De geschiedenis van Nijmegen, dat zich graag uitroept tot oudste stad van Nederland, bevat wel meer geschiedenis die nep is. Een alom bekend voorbeeld van die nep is de bisschop van Nijmegen. Met de in de teksten genoemde stad Noviomagus bleek Noyon bedoeld te zijn en niet Nijmegen, waar immers nooit een bisschopszetel heeft bestaan.
In 1914 meende archeoloog Holwerda op de Kopse Hof het Oppidum Batavorum gevonden te hebben: ook nep. Archeoloog Willems verklaarde in 1989: We hebben op dit ogenblik zon 9000 vierkante meter van Holwerda\' s Oppidum Batavorum opgegraven, maar zoals eigenlijk wel te verwachten was: we hebben het niet gevonden.
En als er hier al Bataven zijn geweest dan hoorden die bij een Romeins legeronderdeel! De Bataven, Karel de Grote, de Noormannen, en enkele bisschoppen van Noyon zijn door het verkeerd lezen en begrijpen van antieke teksten in Nijmegen terecht gekomen: allemaal nep dus.
Het gat van Nijmegen is in historische kring een algemeen bekend en erkend gegeven, dat door de archeologie onmiskenbaar wordt bevestigd. Na de Romeinse periode die voor Nijmegen eindigde rond 250 na Chr., komt pas in de 11de eeuw aantoonbaar weer wat bewoning op gang. Zelfs het
Bronnenboek van Nijmegen, uitgegeven door de eigen Universiteit, vertoont ondanks enkele grove blunders, sowieso al een gat van vijf eeuwen. Tussen 250 en 770 wordt er in dat Bronnenboek niets vermeld.
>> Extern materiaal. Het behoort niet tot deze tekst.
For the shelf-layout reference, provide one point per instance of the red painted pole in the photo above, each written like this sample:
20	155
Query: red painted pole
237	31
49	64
Veroorzakers van al deze verwarring waren de Nijmegenaren ( hoe kan het anders?) Willem van Berchen ( kanunnik in de vijftiende eeuw) en de dominees vader en zoon Smetius ( zeventiende eeuw).
Wellicht goedgelovig, meenden zij voldoende kennis van antieke ( Latijnse) teksten te hebben om zonder verder onderzoek enkele historische gebeurtenissen naar Nijmegen te halen.
Op die foutieve uitgangspunten heeft Nijmegen later haar verdere geschiedenis gebouwd.
Van enige continuïteit in bewoning van de Romeinse aanwezigheid is totaal geen sprake geweest.
Het tijdelijke Romeinse legerkamp droeg ook zeker niet de naam Noviomagus. Dat is maar aangenomen, maar op geen enkele manier ooit bewezen. Keizer Traianus ( keizer tussen 98 en 117 n. Chr.) zou Nijmegen stadsrechten hebben gegeven.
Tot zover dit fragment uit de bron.